It was during another film festival, Sundance, where she promoted “Higher Ground,” that Farmiga officially caught the acting bug.

“I realized that I loved it, and I just kind of jumped in,” she says. That led to her first TV audition for “American Horror Story.” “They called me and were like, ‘[director] Ryan Murphy really likes you,’ and I was like, ‘What!?’” she recalls.

After realizing she would be acting alongside Jessica Lange, she was overwhelmed. “I was like, ‘I’m going to keep my head down and be a good girl.’ If you have someone that amazing in front of you, you just have to take what you can from it, but without being in the way, just observing,” she says.

In addition to appearing in the first season, Farmiga built her own following as teen witch Zoe Benson on the third season of the anthology series. Although she’s no longer on the show, there’s always a chance she could return. “They bring people back sometimes at the most surprising moments,” she notes. She next appeared in Sofia Coppola’s “Bling Ring,” cementing her “cool girl” status. “Sofia’s incredible. She’s very soft spoken, but she knows what she wants,” says Farmiga of the writer-director, herself no stranger to nepotism.

While Farmiga still lives in her hometown of Whitehouse Station, N.J., she was speaking from Los Angeles, where she’s shooting the ABC pilot “L.A. Crime” with Erika Christensen. “I never officially moved out of my bedroom in my parents’ house,” she admits. “I’m just traveling so much for work.”
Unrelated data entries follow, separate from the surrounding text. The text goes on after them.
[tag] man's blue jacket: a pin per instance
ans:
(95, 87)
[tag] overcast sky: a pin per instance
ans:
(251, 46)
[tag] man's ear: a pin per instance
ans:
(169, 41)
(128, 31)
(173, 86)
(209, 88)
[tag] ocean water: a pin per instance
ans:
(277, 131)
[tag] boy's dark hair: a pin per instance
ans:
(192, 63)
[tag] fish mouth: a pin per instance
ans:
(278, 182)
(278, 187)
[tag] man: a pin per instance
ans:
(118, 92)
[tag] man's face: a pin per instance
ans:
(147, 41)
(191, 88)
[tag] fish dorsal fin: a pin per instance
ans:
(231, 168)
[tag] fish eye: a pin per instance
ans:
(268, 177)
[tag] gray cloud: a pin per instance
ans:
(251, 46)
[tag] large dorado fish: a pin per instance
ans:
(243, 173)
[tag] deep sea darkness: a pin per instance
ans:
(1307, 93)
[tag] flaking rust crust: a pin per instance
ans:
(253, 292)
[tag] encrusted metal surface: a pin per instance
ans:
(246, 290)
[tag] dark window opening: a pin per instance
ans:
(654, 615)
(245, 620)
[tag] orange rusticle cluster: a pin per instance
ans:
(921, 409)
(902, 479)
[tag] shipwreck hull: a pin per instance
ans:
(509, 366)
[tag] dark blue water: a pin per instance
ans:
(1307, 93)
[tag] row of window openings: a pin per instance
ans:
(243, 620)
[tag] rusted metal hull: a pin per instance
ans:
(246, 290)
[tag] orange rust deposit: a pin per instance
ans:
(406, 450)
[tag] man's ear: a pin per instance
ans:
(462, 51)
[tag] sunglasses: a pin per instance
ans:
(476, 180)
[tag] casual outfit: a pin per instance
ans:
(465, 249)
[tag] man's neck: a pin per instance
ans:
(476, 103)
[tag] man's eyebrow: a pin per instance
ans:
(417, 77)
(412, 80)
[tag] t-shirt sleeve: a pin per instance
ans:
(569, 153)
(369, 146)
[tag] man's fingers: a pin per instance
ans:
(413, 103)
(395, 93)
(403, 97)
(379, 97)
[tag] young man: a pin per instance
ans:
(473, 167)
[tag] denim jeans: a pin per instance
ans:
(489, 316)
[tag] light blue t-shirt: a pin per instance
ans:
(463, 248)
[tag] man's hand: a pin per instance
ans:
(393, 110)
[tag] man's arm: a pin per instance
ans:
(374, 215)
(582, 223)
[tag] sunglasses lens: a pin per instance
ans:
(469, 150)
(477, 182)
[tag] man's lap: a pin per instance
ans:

In addition to TV work and festival fare, Farmiga managed to make a couple of big-budget movies. She just finished shooting a still-untitled Warren Beatty-helmed project about Howard Hughes, and “In a Valley of Violence,” a “good old-fashioned Western” with Ethan Hawke and John Travolta. During the shoot, she passed up buying a pair of expensive boots, despite Vera’s advice, a choice she now regrets as she’s headed to Texas. “I wish I had a good pair of cowboy boots to throw on with a skirt, you know?”